Quelle: Aus dem Kundenkochbuch 2, 2003, zum Thema "Mediterrane Sommerküche". Das Rezept stammt von unserer Kundin Rosi Schillo aus Siegburg.

2. Rezepte-Tipp
Makrelen vom Grill mit Beerensauce
Zutaten für 4 Portionen

4 küchenfertige Makrelen (je etwa 300 g)  •  mehrere Zweige Fenchelgrün  •  1 Bund Dill  •  Saft von 1 Zitrone  •  Salz  •  frisch gemahlener Pfeffer  •  2 EL Öl

Für die Sauce:

400 g schwarze Beeren (Johannisbeeren, Brombeeren)  •  1 EL Zitronensaft  •  Salz  •  2 EL Zucker  •  1 Messerspitze Cayennepfeffer

Zubereitung

1. Die Makrelen abspülen, innen gut ausspülen und trockentupfen. Auf den Seiten je drei Mal einschneiden. Das Fenchelgrün in die Bäuche der Fische stecken. Den Dill waschen und ohne die Stiele hacken. Zitronensaft, Dill, Salz, Pfeffer und das Öl mischen und die Fische damit bestreichen. Zugedeckt etwa 1 Stunde marinieren.

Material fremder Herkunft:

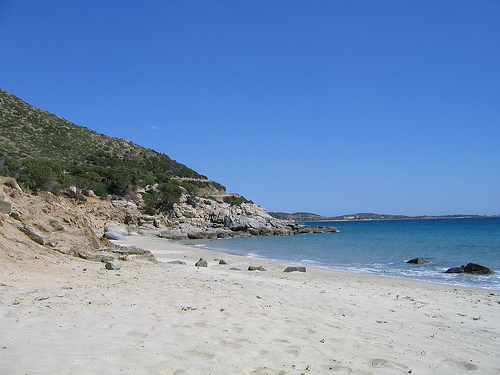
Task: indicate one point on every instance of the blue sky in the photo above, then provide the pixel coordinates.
(331, 107)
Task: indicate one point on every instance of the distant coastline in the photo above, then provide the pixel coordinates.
(310, 217)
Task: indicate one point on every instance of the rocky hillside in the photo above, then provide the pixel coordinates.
(73, 224)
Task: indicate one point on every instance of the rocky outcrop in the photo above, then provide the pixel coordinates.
(472, 268)
(207, 218)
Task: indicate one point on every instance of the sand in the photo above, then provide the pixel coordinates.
(180, 319)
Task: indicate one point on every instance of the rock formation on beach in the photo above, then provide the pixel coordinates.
(69, 224)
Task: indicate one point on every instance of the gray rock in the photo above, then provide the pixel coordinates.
(107, 258)
(417, 261)
(254, 268)
(455, 270)
(115, 264)
(95, 242)
(33, 234)
(477, 269)
(201, 263)
(114, 236)
(5, 207)
(116, 228)
(177, 262)
(295, 269)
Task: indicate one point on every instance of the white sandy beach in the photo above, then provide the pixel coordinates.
(179, 319)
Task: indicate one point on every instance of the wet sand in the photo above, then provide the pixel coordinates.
(180, 319)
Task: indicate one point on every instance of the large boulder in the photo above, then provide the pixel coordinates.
(416, 261)
(114, 236)
(455, 270)
(477, 269)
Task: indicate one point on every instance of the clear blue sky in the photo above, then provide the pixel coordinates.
(331, 107)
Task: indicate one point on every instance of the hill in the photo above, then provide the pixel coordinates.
(37, 146)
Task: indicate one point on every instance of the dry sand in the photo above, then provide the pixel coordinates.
(179, 319)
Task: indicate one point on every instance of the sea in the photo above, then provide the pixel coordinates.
(382, 247)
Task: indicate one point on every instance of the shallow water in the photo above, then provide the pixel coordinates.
(382, 247)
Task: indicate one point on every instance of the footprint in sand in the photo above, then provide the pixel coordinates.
(337, 368)
(379, 362)
(228, 344)
(137, 335)
(460, 365)
(200, 355)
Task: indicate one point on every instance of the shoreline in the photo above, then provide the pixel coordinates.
(167, 318)
(191, 254)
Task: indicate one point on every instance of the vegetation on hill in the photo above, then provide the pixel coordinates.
(46, 152)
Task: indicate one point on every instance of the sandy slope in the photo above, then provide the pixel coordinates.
(179, 319)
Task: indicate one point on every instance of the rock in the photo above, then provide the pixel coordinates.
(417, 261)
(89, 193)
(115, 264)
(473, 268)
(175, 234)
(195, 235)
(16, 216)
(95, 242)
(13, 184)
(254, 268)
(455, 270)
(177, 262)
(114, 236)
(201, 263)
(477, 269)
(113, 227)
(56, 225)
(5, 207)
(33, 234)
(295, 269)
(107, 258)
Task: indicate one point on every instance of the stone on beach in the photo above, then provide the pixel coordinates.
(115, 264)
(177, 262)
(201, 263)
(473, 268)
(254, 268)
(416, 261)
(477, 269)
(114, 236)
(295, 269)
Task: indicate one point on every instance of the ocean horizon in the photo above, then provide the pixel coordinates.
(382, 247)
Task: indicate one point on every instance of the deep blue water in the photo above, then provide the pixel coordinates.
(382, 247)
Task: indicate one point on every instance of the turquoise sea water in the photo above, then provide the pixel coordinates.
(382, 247)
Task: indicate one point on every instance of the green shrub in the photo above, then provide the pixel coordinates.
(236, 200)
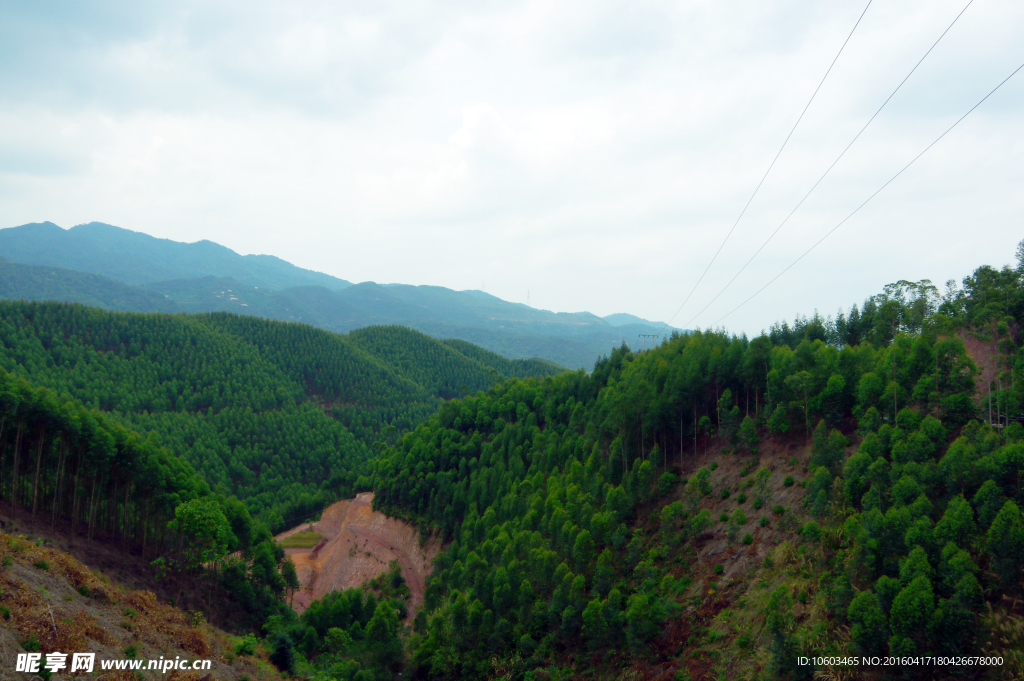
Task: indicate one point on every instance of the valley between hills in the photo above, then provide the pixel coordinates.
(298, 503)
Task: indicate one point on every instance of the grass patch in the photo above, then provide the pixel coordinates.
(301, 541)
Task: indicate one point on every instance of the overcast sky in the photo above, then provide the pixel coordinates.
(594, 154)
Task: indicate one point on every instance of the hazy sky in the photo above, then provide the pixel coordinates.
(592, 153)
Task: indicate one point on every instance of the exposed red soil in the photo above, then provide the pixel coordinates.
(357, 545)
(981, 352)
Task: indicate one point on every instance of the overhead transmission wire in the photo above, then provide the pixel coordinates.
(770, 166)
(827, 170)
(877, 192)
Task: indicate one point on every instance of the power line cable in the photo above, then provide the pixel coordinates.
(842, 154)
(877, 192)
(771, 165)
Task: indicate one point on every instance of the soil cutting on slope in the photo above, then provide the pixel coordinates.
(357, 545)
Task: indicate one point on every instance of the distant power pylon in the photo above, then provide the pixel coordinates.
(645, 337)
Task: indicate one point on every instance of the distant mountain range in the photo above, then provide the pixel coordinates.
(115, 268)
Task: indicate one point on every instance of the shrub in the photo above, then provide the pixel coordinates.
(246, 645)
(666, 483)
(812, 531)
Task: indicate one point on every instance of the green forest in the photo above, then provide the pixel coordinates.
(715, 507)
(579, 507)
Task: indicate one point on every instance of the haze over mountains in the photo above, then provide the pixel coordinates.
(116, 268)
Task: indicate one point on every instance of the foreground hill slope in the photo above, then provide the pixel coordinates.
(719, 507)
(50, 602)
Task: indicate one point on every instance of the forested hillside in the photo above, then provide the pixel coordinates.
(281, 415)
(38, 283)
(135, 258)
(83, 473)
(132, 270)
(579, 507)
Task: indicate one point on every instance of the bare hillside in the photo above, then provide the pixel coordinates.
(357, 544)
(50, 602)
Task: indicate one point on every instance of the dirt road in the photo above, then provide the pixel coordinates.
(358, 544)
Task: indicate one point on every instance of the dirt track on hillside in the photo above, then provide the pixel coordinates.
(358, 543)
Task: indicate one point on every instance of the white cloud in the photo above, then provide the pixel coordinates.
(593, 153)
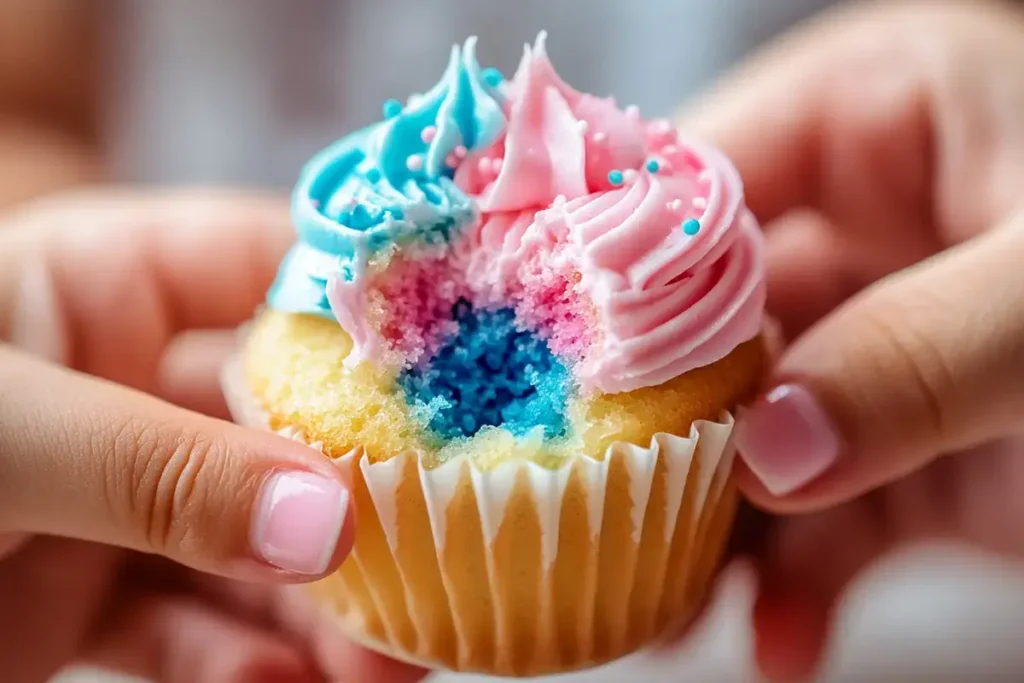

2. Die Marinade großzügig von den Fischen streifen und auffangen. Die Makrelen auf einem Blech unter den heißen Backofengrill 20 bis 30 Minuten grillen, dabei drei Mal wenden und mit Marinade bestreichen.

3. Inzwischen für die Sauce die Beeren waschen und entstielen, mit Zitronensaft, 1 Prise Salz, dem Zucker und 3 EL Wasser in einem Topf aufkochen und in 5 bis 8 Minuten weich garen. Die Beeren durch ein feines Sieb passieren. Das Püree mit Cayennepfeffer würzen und abkühlen lassen.

4. Die Makrelen auf vorgewärmten Serviertellern anrichten und mit Beerensauce servieren. Dazu frisches Baguette reichen.